Even so, earlier releases of census data show that King County attracts a significant number of people from Asian countries each year — in 2016, for example, about 12,000 people. So it’s likely that a relatively large percentage of last year’s growth in the Asian population was due to international migration.

But there’s more to this story of demographic change. The new census data also reveal a marked slowing of the growth of King County’s white population.

In the first year of the decade, the white population increased by more than 11,000, and represented one-third of the county’s growth. The numbers have been steadily dropping since then, and last year, the white population increased by only 1,600, or 5 percent of the growth.

And with that slowdown, King County had its smallest population increase so far this decade. Last year’s population gain of 32,700 is down by about 5,600 from 2016.

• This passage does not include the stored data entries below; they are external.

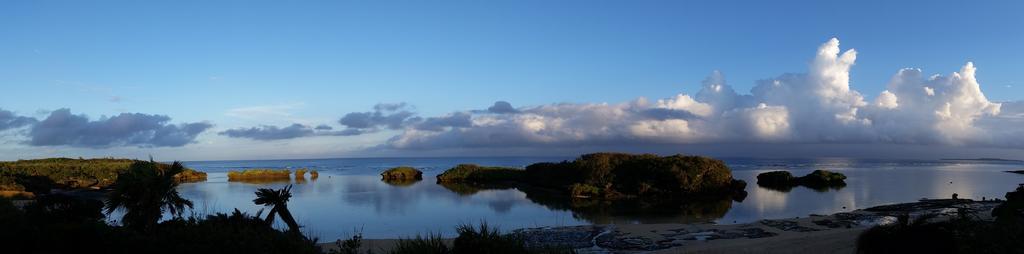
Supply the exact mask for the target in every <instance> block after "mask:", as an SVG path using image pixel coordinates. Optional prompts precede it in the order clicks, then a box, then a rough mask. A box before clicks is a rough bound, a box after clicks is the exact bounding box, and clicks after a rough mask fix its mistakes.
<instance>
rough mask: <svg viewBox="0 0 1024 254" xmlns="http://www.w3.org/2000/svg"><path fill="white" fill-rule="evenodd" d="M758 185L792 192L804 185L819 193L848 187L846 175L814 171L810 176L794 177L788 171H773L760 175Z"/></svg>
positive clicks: (786, 191)
mask: <svg viewBox="0 0 1024 254" xmlns="http://www.w3.org/2000/svg"><path fill="white" fill-rule="evenodd" d="M758 185H759V186H762V187H767V188H771V189H776V190H782V192H790V189H793V187H795V186H798V185H804V186H807V187H810V188H812V189H815V190H818V192H824V190H828V189H829V188H841V187H844V186H846V175H844V174H842V173H837V172H831V171H826V170H814V172H811V173H810V174H807V175H805V176H801V177H794V176H793V174H791V173H790V172H788V171H771V172H765V173H761V174H758Z"/></svg>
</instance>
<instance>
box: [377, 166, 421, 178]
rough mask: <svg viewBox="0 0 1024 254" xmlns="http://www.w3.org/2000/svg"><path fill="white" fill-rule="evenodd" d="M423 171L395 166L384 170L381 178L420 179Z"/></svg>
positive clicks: (403, 167) (381, 174)
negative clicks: (383, 171)
mask: <svg viewBox="0 0 1024 254" xmlns="http://www.w3.org/2000/svg"><path fill="white" fill-rule="evenodd" d="M422 179H423V172H422V171H420V170H417V169H416V168H413V167H396V168H391V169H388V170H384V172H382V173H381V180H385V181H387V180H422Z"/></svg>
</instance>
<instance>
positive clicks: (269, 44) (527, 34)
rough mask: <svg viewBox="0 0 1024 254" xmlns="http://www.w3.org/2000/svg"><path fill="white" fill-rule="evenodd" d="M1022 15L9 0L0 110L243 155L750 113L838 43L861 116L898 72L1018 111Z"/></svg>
mask: <svg viewBox="0 0 1024 254" xmlns="http://www.w3.org/2000/svg"><path fill="white" fill-rule="evenodd" d="M1021 10H1024V4H1022V3H1020V2H1018V1H993V2H985V3H968V2H959V1H899V2H898V3H896V1H858V2H851V1H778V2H776V1H772V2H752V1H645V2H636V1H443V2H442V1H400V2H395V1H321V2H313V1H307V2H300V3H284V2H280V1H216V2H213V1H173V2H172V1H168V2H162V3H157V2H155V1H144V2H139V1H89V2H83V1H5V2H3V3H0V87H2V89H0V109H2V110H6V111H10V112H13V113H15V114H17V115H20V116H28V117H34V118H39V119H40V120H42V119H43V118H45V117H46V116H47V115H48V114H50V113H49V112H50V111H54V110H58V109H65V108H67V109H70V110H71V112H72V113H73V114H85V115H87V116H89V117H90V118H91V119H92V120H96V119H98V118H99V117H100V116H115V115H118V114H121V113H142V114H154V115H166V116H168V117H170V118H171V119H172V120H171V121H170V123H182V122H188V123H195V122H209V123H211V124H212V125H213V126H214V127H212V128H211V129H210V130H208V131H206V132H204V134H201V135H200V137H199V138H198V139H197V142H198V143H203V142H208V141H209V140H219V141H218V142H222V143H223V142H227V143H232V144H239V143H238V142H240V141H239V140H231V138H226V137H224V136H223V135H216V132H217V131H222V130H225V129H230V128H246V127H251V126H260V125H276V126H282V127H284V126H287V125H289V124H292V123H300V124H304V125H310V126H312V125H318V124H328V125H331V126H333V127H335V128H339V129H340V128H342V127H343V126H340V125H339V124H338V123H337V121H338V119H340V118H341V117H342V116H345V115H346V114H348V113H352V112H367V111H370V109H371V108H372V107H374V105H375V104H377V103H381V102H406V103H408V104H409V105H411V109H412V111H414V112H415V113H416V114H418V115H419V116H423V117H430V116H442V115H445V114H450V113H453V112H460V111H470V110H481V109H486V108H487V107H489V105H492V104H493V103H494V102H495V101H497V100H506V101H509V102H511V104H512V105H514V107H535V105H544V104H550V103H557V102H569V103H599V102H608V103H618V102H624V101H630V100H633V99H635V98H637V97H640V96H643V97H647V98H650V99H657V98H665V97H671V96H674V95H675V94H677V93H687V94H695V93H697V92H698V91H699V90H700V89H701V80H703V79H705V78H706V77H708V76H709V75H710V74H711V73H712V72H713V71H716V70H718V71H721V72H722V73H723V74H724V75H725V79H726V80H727V81H728V84H729V85H731V86H732V87H733V88H734V89H735V90H736V91H737V92H739V93H741V94H748V93H750V92H749V91H750V89H751V88H752V87H754V86H755V85H756V84H755V82H756V81H757V80H762V79H771V78H774V77H777V76H778V75H780V74H783V73H806V72H807V70H808V66H809V65H810V61H811V59H812V58H813V57H814V49H815V48H817V47H818V46H819V45H821V44H822V43H823V42H825V41H827V40H828V39H830V38H834V37H837V38H839V39H840V40H842V47H843V49H844V50H846V49H847V48H855V49H856V50H857V61H856V65H855V66H854V67H853V68H852V69H851V71H850V73H849V76H850V80H851V81H850V84H849V85H850V87H853V88H854V89H856V90H857V91H860V92H861V93H863V95H864V97H865V99H867V100H871V99H873V98H874V97H876V96H877V95H878V94H879V93H880V92H882V91H883V90H885V89H886V85H887V84H888V83H889V80H890V79H891V78H892V77H893V75H895V74H896V72H897V71H899V70H900V69H902V68H920V69H922V70H923V72H924V74H926V75H932V74H943V75H947V74H950V73H952V72H957V71H959V70H961V67H962V66H964V65H965V62H967V61H973V62H974V65H975V66H976V67H977V68H978V75H977V80H978V83H980V88H981V90H982V91H983V92H984V94H985V95H986V96H987V98H988V99H990V100H992V101H1014V100H1020V99H1022V98H1024V90H1022V89H1024V74H1022V72H1020V71H1021V69H1022V67H1024V65H1022V62H1021V61H1020V59H1021V58H1022V57H1024V47H1021V46H1020V45H1024V33H1021V32H1020V27H1021V26H1022V25H1024V24H1022V17H1020V15H1019V13H1020V11H1021ZM23 131H24V130H23ZM400 131H401V130H387V131H383V132H379V133H375V134H370V135H359V136H344V137H341V136H332V137H308V138H300V139H295V140H288V142H290V144H291V145H295V146H296V147H297V146H316V147H326V146H330V147H331V149H322V150H318V151H307V152H305V153H306V154H303V153H297V154H290V155H288V156H284V157H337V156H346V155H356V154H357V153H356V154H352V153H353V151H356V150H359V149H360V147H367V146H372V145H373V144H374V143H380V142H383V141H384V140H386V139H387V138H390V137H391V136H392V135H394V132H400ZM13 132H16V130H15V131H13ZM23 139H24V138H19V137H18V134H16V133H13V134H12V133H8V134H6V135H0V140H7V141H6V142H5V143H4V144H0V145H3V147H4V149H0V150H3V151H6V152H7V153H13V155H14V156H13V157H14V158H19V157H39V156H50V155H66V156H76V155H78V154H85V155H101V154H104V153H109V154H115V155H126V156H132V155H138V154H141V153H155V152H164V153H169V154H172V155H174V156H180V157H184V159H190V158H200V159H239V158H246V157H260V156H263V155H267V154H272V152H271V151H263V152H257V151H253V152H251V153H250V154H246V153H242V152H239V153H237V154H230V155H223V156H218V155H217V154H216V152H212V151H205V152H197V151H196V150H195V149H188V145H185V147H175V149H172V150H171V151H163V150H147V149H139V147H136V146H132V145H125V146H124V147H114V146H121V145H114V146H110V147H104V149H102V150H95V149H82V147H67V149H65V147H61V146H59V145H57V146H46V147H39V146H33V145H25V144H24V140H23ZM312 139H316V140H312ZM254 143H255V144H259V142H254ZM306 144H308V145H306ZM314 144H315V145H314ZM317 145H319V146H317ZM997 146H998V145H997ZM1004 146H1005V145H1004ZM1011 146H1012V145H1011ZM140 151H141V152H140ZM211 153H213V155H211ZM8 157H10V156H8ZM3 159H11V158H3Z"/></svg>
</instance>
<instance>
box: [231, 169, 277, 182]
mask: <svg viewBox="0 0 1024 254" xmlns="http://www.w3.org/2000/svg"><path fill="white" fill-rule="evenodd" d="M291 174H292V171H290V170H288V169H246V170H242V171H234V170H232V171H229V172H227V180H245V179H282V178H284V179H289V178H291Z"/></svg>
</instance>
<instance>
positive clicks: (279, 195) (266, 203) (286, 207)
mask: <svg viewBox="0 0 1024 254" xmlns="http://www.w3.org/2000/svg"><path fill="white" fill-rule="evenodd" d="M291 198H292V185H291V184H289V185H288V186H285V187H283V188H281V189H272V188H259V189H257V190H256V199H255V200H253V203H256V205H263V206H268V207H271V208H270V212H269V213H267V215H266V220H265V221H266V222H267V223H271V222H273V216H274V215H278V216H279V217H281V220H284V221H285V223H286V224H288V228H289V229H290V230H291V231H293V232H296V234H298V232H299V223H296V222H295V217H292V212H291V211H288V200H289V199H291Z"/></svg>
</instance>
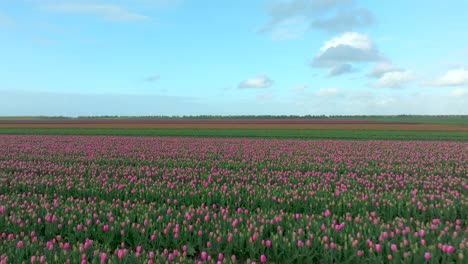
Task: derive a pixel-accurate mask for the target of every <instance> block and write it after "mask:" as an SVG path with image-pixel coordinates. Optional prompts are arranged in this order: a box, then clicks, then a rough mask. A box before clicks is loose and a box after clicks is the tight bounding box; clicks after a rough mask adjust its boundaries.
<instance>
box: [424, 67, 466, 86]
mask: <svg viewBox="0 0 468 264" xmlns="http://www.w3.org/2000/svg"><path fill="white" fill-rule="evenodd" d="M464 84H468V70H465V69H463V68H460V69H455V70H450V71H448V72H447V73H445V74H444V75H443V76H442V77H440V78H438V79H435V80H432V81H429V82H427V83H425V84H423V85H427V86H460V85H464Z"/></svg>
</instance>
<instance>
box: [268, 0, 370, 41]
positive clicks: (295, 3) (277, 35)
mask: <svg viewBox="0 0 468 264" xmlns="http://www.w3.org/2000/svg"><path fill="white" fill-rule="evenodd" d="M265 10H266V12H267V14H268V16H269V20H268V22H267V23H266V24H265V25H263V27H262V28H261V29H260V30H259V32H260V33H271V34H272V37H273V38H274V39H275V38H276V39H278V38H277V36H278V35H280V36H287V37H286V38H283V39H289V38H294V37H298V36H300V35H302V34H303V33H305V32H306V31H308V30H311V29H314V30H323V31H327V32H332V33H340V32H346V31H351V30H356V29H358V28H362V27H365V26H369V25H371V24H373V23H374V21H375V18H374V16H373V14H372V13H371V12H370V11H369V10H367V9H365V8H358V7H356V5H355V1H353V0H287V1H284V0H270V1H268V2H267V5H266V7H265Z"/></svg>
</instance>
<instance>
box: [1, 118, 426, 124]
mask: <svg viewBox="0 0 468 264" xmlns="http://www.w3.org/2000/svg"><path fill="white" fill-rule="evenodd" d="M0 124H99V125H101V124H126V125H127V124H135V125H136V124H145V125H146V124H160V125H163V124H183V125H186V124H216V125H221V124H254V125H258V124H301V125H306V124H417V123H404V122H399V123H397V122H378V121H370V120H346V119H343V120H339V119H336V120H322V119H218V120H216V119H194V120H187V119H184V120H172V119H57V120H0Z"/></svg>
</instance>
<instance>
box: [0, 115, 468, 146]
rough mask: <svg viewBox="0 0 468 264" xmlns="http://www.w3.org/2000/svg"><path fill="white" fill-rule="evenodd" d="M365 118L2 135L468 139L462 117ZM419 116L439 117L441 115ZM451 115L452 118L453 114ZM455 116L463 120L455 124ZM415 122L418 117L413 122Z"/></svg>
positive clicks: (241, 121)
mask: <svg viewBox="0 0 468 264" xmlns="http://www.w3.org/2000/svg"><path fill="white" fill-rule="evenodd" d="M380 119H382V120H381V121H378V120H367V119H366V118H365V117H363V118H362V119H346V118H342V119H335V118H326V119H323V118H322V119H320V118H316V119H306V118H302V119H295V118H292V119H267V118H263V119H229V118H226V119H208V118H205V119H197V118H194V119H184V118H181V119H174V118H173V119H157V118H153V119H136V118H127V119H122V118H113V119H109V118H108V119H100V118H97V119H86V118H76V119H53V118H48V119H45V118H42V119H41V118H40V117H37V118H35V119H34V118H29V119H28V118H17V119H2V120H0V134H29V135H34V134H36V135H115V136H183V137H186V136H191V137H250V138H302V139H359V140H366V139H372V140H446V141H468V125H466V124H463V122H462V121H463V120H462V118H458V119H455V118H453V120H452V123H451V122H448V121H447V122H446V124H443V123H442V122H438V123H430V122H428V123H419V122H409V121H411V119H409V118H406V119H404V121H405V122H403V121H402V120H401V118H400V119H397V120H398V122H386V121H383V120H384V119H387V120H391V118H390V117H380ZM419 119H426V120H432V121H434V120H437V118H436V117H433V118H429V117H419V118H418V120H419ZM448 119H450V118H448ZM454 120H458V121H457V122H454ZM413 121H415V120H413Z"/></svg>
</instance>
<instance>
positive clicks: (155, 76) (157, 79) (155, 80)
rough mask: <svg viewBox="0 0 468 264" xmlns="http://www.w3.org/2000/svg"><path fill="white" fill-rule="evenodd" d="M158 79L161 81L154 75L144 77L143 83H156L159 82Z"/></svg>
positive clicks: (160, 77)
mask: <svg viewBox="0 0 468 264" xmlns="http://www.w3.org/2000/svg"><path fill="white" fill-rule="evenodd" d="M159 79H161V77H160V76H159V75H158V74H155V75H151V76H148V77H146V78H145V81H146V82H157V81H159Z"/></svg>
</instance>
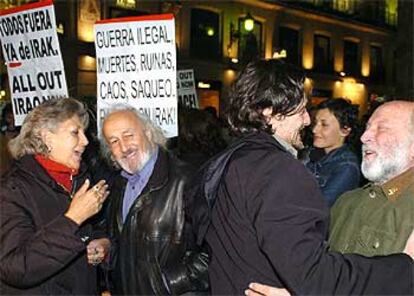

The reasons behind this change aren’t clear. And we can’t tell from the new data if fewer white people are moving into King County, or if an increasing number are leaving. Or perhaps it’s some combination of both.

The number of births and deaths also affects population growth, but that doesn’t appear to be a significant factor behind the declining rate of growth for King County’s white population.

While King County is becoming increasingly racially diverse, white people still represent the majority, at 60 percent of the population in 2017. Even so, that’s a significant drop from the start of the decade, when 65 percent of the county’s population was white.

King County is now home to nearly 2.19 million people, according to the new census data. King ranks as the 20th most-populous U.S. county, up from the 22nd spot in 2010.